In einer Serie von Artikeln, die diese Woche beginnt, und sieben Jahre, nachdem er zum ersten Mal den MMR-Schrecken untersucht hat, zeigt der Journalist Brian Deer nun das Ausmaß von Wakefields Betrug und wie er begangen wurde (doi:10.1136/bmj.c5347). Anhand von Interviews, Dokumenten und Daten, die bei den GMC-Anhörungen öffentlich gemacht wurden, zeigt Deer, wie Wakefield zahlreiche Fakten über die Krankengeschichte der Patienten veränderte, um seine Behauptung zu untermauern, ein neues Syndrom entdeckt zu haben; wie seine Institution, das Royal Free Hospital und die Medical School in London, ihn unterstützte, als er versuchte, den folgenden MMR-Schrecken für finanziellen Gewinn auszunutzen; und wie wichtige Akteure es versäumten, im öffentlichen Interesse gründlich zu ermitteln, als Deer erstmals seine Bedenken äußerte.11
Deer veröffentlichte seine erste Untersuchung zu Wakefields Arbeit im Jahr 2004.12 Diese deckte die Möglichkeit von Forschungsbetrug, unethischer Behandlung von Kindern und Wakefields Interessenkonflikt durch seine Beteiligung an einer Klage gegen Hersteller des MMR-Impfstoffs auf. Aufbauend auf diesen Erkenntnissen leitete die GMC ein eigenes Verfahren ein, das sich darauf konzentrierte, ob die Forschung ethisch vertretbar war. Aber während das Disziplinargremium die medizinischen Aufzeichnungen der Kinder in der Öffentlichkeit untersuchte, verglich Deer sie mit dem, was im Lancet veröffentlicht wurde. Sein Fokus lag nun darauf, ob die Forschung der Wahrheit entsprach.
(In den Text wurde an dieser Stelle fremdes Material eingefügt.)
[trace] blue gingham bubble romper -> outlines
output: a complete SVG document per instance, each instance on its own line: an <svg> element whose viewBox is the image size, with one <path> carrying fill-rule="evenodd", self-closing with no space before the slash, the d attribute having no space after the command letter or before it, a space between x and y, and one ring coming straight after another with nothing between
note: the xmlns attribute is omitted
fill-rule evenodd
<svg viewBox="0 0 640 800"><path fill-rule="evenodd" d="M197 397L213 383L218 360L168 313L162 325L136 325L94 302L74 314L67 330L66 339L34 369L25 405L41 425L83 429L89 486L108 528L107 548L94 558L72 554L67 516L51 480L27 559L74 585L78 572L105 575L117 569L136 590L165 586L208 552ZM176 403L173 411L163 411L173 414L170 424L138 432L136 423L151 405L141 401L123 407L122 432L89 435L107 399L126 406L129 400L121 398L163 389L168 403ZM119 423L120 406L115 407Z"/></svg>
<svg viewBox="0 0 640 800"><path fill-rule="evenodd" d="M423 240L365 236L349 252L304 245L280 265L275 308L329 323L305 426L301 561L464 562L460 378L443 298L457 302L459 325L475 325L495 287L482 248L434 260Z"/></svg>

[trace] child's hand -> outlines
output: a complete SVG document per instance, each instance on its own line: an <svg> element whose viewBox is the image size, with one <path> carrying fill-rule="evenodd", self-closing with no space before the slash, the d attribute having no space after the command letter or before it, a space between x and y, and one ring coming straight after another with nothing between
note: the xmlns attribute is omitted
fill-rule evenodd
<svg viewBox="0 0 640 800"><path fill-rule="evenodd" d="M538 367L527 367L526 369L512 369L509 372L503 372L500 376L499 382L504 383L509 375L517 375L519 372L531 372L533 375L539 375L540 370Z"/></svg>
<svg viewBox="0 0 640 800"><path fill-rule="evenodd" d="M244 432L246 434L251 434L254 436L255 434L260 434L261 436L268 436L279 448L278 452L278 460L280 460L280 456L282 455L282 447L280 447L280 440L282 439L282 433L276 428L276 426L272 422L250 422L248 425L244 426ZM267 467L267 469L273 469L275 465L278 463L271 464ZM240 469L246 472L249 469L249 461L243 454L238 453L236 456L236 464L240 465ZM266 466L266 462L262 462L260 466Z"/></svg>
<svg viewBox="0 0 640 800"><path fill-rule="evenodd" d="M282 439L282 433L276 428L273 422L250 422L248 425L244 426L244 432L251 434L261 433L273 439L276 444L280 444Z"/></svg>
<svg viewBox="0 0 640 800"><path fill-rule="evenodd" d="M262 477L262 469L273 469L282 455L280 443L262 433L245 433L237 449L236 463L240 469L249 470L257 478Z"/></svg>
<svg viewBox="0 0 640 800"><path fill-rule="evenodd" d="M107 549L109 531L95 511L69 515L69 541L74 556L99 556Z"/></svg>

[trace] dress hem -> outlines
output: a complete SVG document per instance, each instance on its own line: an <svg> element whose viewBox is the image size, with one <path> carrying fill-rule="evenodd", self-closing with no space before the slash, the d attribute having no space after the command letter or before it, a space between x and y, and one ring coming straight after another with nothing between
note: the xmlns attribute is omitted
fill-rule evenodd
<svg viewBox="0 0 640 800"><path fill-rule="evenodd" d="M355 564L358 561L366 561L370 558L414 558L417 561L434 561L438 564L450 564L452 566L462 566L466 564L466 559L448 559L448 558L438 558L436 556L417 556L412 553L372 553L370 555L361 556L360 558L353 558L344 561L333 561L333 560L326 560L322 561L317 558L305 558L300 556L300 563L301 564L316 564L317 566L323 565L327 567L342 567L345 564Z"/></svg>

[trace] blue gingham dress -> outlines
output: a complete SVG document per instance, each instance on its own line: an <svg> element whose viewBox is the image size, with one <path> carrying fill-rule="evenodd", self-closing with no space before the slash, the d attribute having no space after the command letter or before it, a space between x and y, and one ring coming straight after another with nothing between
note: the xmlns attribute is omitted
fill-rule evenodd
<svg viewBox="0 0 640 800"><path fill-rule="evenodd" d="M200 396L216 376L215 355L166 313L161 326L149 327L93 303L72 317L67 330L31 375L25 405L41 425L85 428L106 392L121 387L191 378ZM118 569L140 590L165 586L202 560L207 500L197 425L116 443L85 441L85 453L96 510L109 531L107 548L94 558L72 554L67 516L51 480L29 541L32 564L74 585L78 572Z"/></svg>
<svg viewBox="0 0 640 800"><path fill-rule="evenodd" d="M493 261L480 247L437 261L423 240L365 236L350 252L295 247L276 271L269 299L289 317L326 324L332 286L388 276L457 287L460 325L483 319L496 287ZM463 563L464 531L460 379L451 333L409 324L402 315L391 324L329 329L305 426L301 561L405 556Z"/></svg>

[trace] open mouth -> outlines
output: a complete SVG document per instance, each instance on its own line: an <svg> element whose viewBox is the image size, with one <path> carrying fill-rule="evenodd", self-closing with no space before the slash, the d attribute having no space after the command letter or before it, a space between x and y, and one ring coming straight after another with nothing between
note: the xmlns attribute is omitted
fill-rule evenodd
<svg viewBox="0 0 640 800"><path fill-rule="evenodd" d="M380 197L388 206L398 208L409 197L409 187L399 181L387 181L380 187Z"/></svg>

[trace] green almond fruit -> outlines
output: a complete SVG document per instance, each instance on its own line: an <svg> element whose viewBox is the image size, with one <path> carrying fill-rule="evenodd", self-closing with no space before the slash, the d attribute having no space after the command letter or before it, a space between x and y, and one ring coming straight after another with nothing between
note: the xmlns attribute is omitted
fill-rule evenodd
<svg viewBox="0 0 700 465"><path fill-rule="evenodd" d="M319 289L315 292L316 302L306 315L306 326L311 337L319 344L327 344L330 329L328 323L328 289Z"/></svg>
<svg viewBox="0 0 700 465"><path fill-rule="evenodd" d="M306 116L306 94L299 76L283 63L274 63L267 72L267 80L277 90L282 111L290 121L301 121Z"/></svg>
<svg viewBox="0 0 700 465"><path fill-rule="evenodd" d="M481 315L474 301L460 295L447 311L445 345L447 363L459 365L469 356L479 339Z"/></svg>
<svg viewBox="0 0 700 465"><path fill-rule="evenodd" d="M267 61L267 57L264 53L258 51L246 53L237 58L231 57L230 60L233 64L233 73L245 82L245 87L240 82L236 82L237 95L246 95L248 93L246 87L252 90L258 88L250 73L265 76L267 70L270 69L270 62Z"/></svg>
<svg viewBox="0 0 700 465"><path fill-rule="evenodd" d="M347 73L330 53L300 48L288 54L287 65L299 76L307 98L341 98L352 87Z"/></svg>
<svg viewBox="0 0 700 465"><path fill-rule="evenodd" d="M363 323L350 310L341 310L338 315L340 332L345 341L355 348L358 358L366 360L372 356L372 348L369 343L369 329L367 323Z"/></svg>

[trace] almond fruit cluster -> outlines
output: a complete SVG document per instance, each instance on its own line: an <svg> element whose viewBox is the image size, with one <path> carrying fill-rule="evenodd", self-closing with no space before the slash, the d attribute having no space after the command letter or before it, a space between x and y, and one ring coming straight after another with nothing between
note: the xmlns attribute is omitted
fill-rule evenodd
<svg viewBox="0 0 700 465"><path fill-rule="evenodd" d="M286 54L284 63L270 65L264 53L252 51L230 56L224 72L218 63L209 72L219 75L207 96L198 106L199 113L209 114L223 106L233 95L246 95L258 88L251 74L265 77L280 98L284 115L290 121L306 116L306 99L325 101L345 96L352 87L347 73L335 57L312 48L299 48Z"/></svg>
Das Office of Research Integrity in den Vereinigten Staaten definiert Betrug als Fabrikation, Fälschung oder Plagiat.13 Deer stieß auf eindeutige Beweise für Fälschungen. Er fand heraus, dass kein einziger der 12 Fälle, über die in der Lancet-Veröffentlichung von 1998 berichtet wurde, frei von falschen Darstellungen oder nicht offengelegten Veränderungen war, und dass in keinem einzigen Fall die medizinischen Aufzeichnungen vollständig mit den Beschreibungen, Diagnosen oder Geschichten, die in der Zeitschrift veröffentlicht wurden, in Einklang gebracht werden konnten.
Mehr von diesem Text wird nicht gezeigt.